DETROIT -- Buick-GMC's new chief inherits a familiar challenge: change consumers' perception of the Buick brand.
"Buick's an older person's vehicle," says Brian Sweeney, describing the public's view. "What can we do to reverse that?"
Sweeney, a 42-year-old sales and marketing executive at General Motors Co., became general manager of Buick-GMC on Dec. 17.
GMC, Sweeney says, is in good shape. Attracting a younger Buick clientele poses his greatest challenge.
To be clear, "younger" doesn't mean people in their 20s, says Craig Bierley, Buick's product marketing director. Younger, he says, means people in their 40s and 50s.
While the average age of a U.S. car buyer is 52, the average age of a buyer of a Buick sedan is 70, Bierley says.
That is changing. More than a third of the buyers of the 2010 LaCrosse are 55 or younger, Bierley says, up from fewer than than 10 percent of the previous version's purchasers.
Part of Buick's strategy is to create vehicles with better performance and technology. Sweeney is counting on the Regal sedan -- a reworked Opel Insignia coming in the spring.
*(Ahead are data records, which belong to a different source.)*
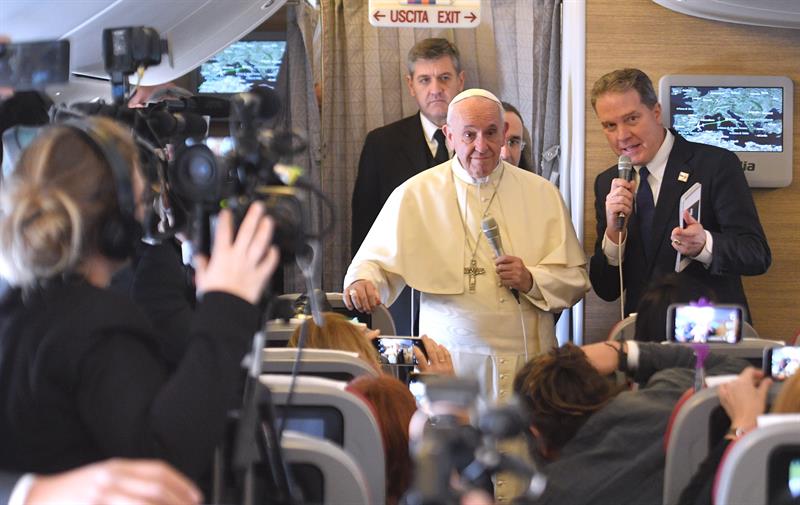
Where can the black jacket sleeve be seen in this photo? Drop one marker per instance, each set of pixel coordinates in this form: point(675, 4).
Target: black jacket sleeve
point(133, 408)
point(163, 289)
point(604, 277)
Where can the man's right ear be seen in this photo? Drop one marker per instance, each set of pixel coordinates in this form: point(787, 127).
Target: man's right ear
point(541, 445)
point(410, 84)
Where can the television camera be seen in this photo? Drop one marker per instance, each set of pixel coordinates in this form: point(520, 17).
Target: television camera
point(453, 455)
point(191, 183)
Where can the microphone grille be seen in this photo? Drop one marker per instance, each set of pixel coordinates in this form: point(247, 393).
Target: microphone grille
point(488, 224)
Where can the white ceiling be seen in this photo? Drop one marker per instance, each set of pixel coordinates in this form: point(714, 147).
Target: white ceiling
point(776, 13)
point(196, 29)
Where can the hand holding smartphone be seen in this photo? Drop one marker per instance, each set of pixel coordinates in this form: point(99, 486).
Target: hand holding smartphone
point(396, 350)
point(780, 363)
point(704, 324)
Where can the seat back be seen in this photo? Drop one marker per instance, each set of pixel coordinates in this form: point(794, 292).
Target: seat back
point(749, 349)
point(330, 363)
point(356, 429)
point(744, 476)
point(324, 471)
point(624, 330)
point(688, 442)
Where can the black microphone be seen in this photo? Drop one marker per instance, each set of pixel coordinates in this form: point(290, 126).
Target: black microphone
point(167, 124)
point(492, 233)
point(625, 168)
point(204, 105)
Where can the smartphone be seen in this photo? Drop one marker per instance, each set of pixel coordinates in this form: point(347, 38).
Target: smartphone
point(398, 350)
point(707, 324)
point(780, 363)
point(33, 65)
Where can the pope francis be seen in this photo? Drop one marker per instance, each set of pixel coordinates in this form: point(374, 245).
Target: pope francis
point(428, 235)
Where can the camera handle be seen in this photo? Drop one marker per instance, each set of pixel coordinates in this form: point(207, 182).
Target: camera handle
point(489, 461)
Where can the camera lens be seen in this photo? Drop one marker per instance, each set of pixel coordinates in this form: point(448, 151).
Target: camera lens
point(200, 170)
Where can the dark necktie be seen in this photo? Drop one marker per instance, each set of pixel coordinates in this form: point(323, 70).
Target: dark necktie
point(645, 208)
point(441, 149)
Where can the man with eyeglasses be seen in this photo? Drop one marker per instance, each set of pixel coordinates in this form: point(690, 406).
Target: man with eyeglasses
point(514, 143)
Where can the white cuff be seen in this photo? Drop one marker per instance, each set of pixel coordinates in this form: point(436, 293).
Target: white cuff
point(704, 256)
point(633, 354)
point(21, 489)
point(612, 250)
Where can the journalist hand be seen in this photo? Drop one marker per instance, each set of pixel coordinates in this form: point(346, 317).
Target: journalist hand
point(240, 266)
point(361, 296)
point(146, 482)
point(439, 360)
point(689, 241)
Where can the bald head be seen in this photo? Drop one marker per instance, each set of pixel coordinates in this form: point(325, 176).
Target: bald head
point(470, 94)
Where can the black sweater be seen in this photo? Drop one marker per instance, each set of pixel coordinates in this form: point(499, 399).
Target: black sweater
point(82, 378)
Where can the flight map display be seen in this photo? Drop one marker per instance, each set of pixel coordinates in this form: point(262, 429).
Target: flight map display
point(738, 118)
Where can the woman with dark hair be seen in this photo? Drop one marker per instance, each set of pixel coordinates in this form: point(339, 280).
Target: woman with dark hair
point(81, 375)
point(394, 406)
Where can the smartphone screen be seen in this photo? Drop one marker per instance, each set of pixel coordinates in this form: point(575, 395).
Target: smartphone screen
point(711, 324)
point(398, 350)
point(783, 362)
point(32, 65)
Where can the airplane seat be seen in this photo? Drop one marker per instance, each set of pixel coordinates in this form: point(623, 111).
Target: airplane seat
point(329, 363)
point(689, 438)
point(324, 472)
point(762, 467)
point(324, 408)
point(624, 329)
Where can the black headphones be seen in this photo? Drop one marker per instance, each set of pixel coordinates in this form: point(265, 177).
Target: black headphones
point(120, 232)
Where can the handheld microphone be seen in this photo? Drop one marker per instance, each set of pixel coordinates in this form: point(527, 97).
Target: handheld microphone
point(202, 105)
point(167, 124)
point(492, 233)
point(625, 168)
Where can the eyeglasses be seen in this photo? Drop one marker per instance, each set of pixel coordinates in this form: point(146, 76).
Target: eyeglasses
point(515, 144)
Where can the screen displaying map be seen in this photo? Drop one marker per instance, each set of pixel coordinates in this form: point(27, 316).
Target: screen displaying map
point(242, 64)
point(738, 118)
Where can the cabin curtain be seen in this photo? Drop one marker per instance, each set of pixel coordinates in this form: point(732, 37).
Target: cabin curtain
point(514, 53)
point(300, 113)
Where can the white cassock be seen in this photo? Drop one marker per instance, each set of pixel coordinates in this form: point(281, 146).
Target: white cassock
point(419, 239)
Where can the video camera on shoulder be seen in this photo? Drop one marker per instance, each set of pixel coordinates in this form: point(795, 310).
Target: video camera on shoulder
point(691, 323)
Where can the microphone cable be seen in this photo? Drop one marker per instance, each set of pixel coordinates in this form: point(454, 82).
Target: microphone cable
point(524, 330)
point(621, 284)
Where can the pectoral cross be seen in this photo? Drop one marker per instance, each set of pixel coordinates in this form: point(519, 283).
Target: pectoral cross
point(473, 271)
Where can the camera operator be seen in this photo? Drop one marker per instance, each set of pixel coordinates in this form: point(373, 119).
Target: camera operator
point(82, 376)
point(601, 445)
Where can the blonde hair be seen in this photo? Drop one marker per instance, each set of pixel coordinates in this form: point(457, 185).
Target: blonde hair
point(53, 206)
point(337, 333)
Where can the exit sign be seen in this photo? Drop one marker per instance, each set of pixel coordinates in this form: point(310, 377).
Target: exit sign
point(425, 13)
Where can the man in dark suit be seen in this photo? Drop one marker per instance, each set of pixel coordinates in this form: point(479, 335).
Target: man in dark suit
point(398, 151)
point(726, 243)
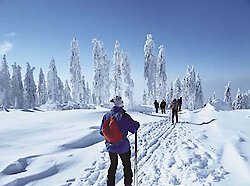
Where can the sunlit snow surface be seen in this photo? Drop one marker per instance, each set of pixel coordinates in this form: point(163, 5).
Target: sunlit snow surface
point(209, 146)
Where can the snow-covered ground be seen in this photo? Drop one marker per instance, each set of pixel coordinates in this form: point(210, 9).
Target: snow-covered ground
point(209, 147)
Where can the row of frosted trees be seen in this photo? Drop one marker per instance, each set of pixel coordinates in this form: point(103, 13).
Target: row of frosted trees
point(241, 101)
point(18, 93)
point(190, 89)
point(121, 84)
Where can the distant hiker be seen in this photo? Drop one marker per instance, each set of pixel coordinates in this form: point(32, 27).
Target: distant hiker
point(179, 101)
point(156, 106)
point(174, 108)
point(163, 106)
point(122, 148)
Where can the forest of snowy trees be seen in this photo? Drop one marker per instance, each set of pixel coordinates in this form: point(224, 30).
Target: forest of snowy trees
point(110, 78)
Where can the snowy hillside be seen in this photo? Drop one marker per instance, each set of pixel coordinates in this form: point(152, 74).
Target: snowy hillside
point(209, 146)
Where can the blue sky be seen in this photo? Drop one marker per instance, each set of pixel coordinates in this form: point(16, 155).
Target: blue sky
point(212, 35)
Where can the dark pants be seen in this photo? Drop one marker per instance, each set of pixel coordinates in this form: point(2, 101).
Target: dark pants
point(125, 157)
point(174, 114)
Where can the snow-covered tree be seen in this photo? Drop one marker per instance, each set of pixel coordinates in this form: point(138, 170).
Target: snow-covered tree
point(75, 71)
point(52, 82)
point(88, 94)
point(67, 92)
point(177, 88)
point(4, 83)
point(150, 67)
point(29, 88)
point(144, 98)
point(84, 91)
point(227, 94)
point(16, 87)
point(42, 90)
point(189, 89)
point(245, 101)
point(117, 69)
point(214, 95)
point(238, 100)
point(199, 102)
point(60, 91)
point(170, 95)
point(161, 76)
point(101, 84)
point(128, 82)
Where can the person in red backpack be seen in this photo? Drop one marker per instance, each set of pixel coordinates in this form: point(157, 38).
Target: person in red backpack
point(121, 148)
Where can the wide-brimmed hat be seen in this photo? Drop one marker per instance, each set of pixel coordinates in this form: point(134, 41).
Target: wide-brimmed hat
point(117, 100)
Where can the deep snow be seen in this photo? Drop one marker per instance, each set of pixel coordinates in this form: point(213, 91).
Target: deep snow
point(209, 147)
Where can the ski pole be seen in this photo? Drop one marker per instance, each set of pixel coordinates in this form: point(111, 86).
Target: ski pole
point(135, 167)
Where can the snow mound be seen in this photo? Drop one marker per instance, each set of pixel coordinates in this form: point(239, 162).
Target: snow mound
point(220, 105)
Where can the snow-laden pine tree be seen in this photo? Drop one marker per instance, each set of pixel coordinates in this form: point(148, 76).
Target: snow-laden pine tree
point(60, 91)
point(150, 68)
point(128, 82)
point(84, 91)
point(67, 92)
point(29, 88)
point(52, 82)
point(199, 101)
point(117, 57)
point(75, 71)
point(189, 89)
point(177, 88)
point(88, 94)
point(144, 98)
point(227, 94)
point(161, 77)
point(101, 84)
point(16, 87)
point(214, 96)
point(170, 95)
point(5, 99)
point(238, 100)
point(245, 100)
point(42, 90)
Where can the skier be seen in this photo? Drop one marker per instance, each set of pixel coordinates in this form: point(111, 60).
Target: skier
point(179, 101)
point(163, 106)
point(156, 106)
point(174, 108)
point(122, 148)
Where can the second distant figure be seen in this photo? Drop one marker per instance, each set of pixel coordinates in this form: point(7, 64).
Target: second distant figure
point(163, 106)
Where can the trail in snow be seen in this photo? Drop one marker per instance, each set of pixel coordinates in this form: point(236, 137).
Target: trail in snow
point(168, 154)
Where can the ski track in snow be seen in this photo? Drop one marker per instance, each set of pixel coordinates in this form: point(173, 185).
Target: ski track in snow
point(168, 154)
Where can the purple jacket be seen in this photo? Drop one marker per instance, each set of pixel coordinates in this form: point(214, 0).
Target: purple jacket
point(126, 123)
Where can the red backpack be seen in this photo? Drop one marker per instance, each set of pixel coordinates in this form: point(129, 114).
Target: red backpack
point(111, 130)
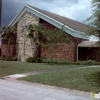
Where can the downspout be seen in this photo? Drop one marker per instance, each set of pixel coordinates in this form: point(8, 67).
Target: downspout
point(77, 53)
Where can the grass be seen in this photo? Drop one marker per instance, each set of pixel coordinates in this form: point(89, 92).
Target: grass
point(15, 67)
point(87, 79)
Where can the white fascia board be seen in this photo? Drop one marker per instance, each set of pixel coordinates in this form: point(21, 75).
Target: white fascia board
point(52, 21)
point(17, 17)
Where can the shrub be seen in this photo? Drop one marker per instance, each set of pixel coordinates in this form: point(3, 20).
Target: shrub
point(66, 62)
point(34, 59)
point(89, 62)
point(9, 58)
point(58, 62)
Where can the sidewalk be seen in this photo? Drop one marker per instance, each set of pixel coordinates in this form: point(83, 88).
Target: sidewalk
point(15, 76)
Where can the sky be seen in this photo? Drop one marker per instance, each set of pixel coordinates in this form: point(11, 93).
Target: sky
point(78, 10)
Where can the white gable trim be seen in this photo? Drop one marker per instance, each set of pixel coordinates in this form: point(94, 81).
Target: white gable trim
point(50, 20)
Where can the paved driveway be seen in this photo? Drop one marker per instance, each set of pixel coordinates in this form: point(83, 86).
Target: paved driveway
point(18, 90)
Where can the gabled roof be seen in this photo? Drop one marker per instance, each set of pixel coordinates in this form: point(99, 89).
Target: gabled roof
point(66, 21)
point(72, 27)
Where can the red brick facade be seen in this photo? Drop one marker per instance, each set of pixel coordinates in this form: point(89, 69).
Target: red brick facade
point(8, 49)
point(67, 51)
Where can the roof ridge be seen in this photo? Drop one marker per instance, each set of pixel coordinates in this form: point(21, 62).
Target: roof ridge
point(58, 15)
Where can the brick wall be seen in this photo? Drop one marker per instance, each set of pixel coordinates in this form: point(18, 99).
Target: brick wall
point(8, 49)
point(67, 51)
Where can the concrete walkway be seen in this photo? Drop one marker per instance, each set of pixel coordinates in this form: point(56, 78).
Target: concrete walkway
point(20, 90)
point(15, 76)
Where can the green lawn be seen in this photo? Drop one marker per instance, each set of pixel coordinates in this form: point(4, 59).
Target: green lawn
point(14, 67)
point(87, 79)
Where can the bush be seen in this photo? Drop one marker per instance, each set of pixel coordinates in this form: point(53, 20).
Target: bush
point(9, 58)
point(65, 62)
point(34, 59)
point(89, 62)
point(58, 62)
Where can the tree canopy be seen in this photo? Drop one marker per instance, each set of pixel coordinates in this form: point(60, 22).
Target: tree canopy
point(94, 19)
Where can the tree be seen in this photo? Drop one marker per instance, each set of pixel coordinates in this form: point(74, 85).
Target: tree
point(9, 37)
point(94, 19)
point(94, 22)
The other part of the strategy is showing Buick to consumers. Much of the Regal's advertising will be "experiential marketing," Bierley says. Buick started with the 2010 LaCrosse, taking the car to coffee shops, art fairs and wine festivals.
Sweeney is the third head of Buick-GMC in a month. He replaces Michael Richards, a former Ford Motor Co. executive who spent eight days at GM. Before Richards, Susan Docherty, now GM's U.S. sales and marketing boss, led the brands since June 2008.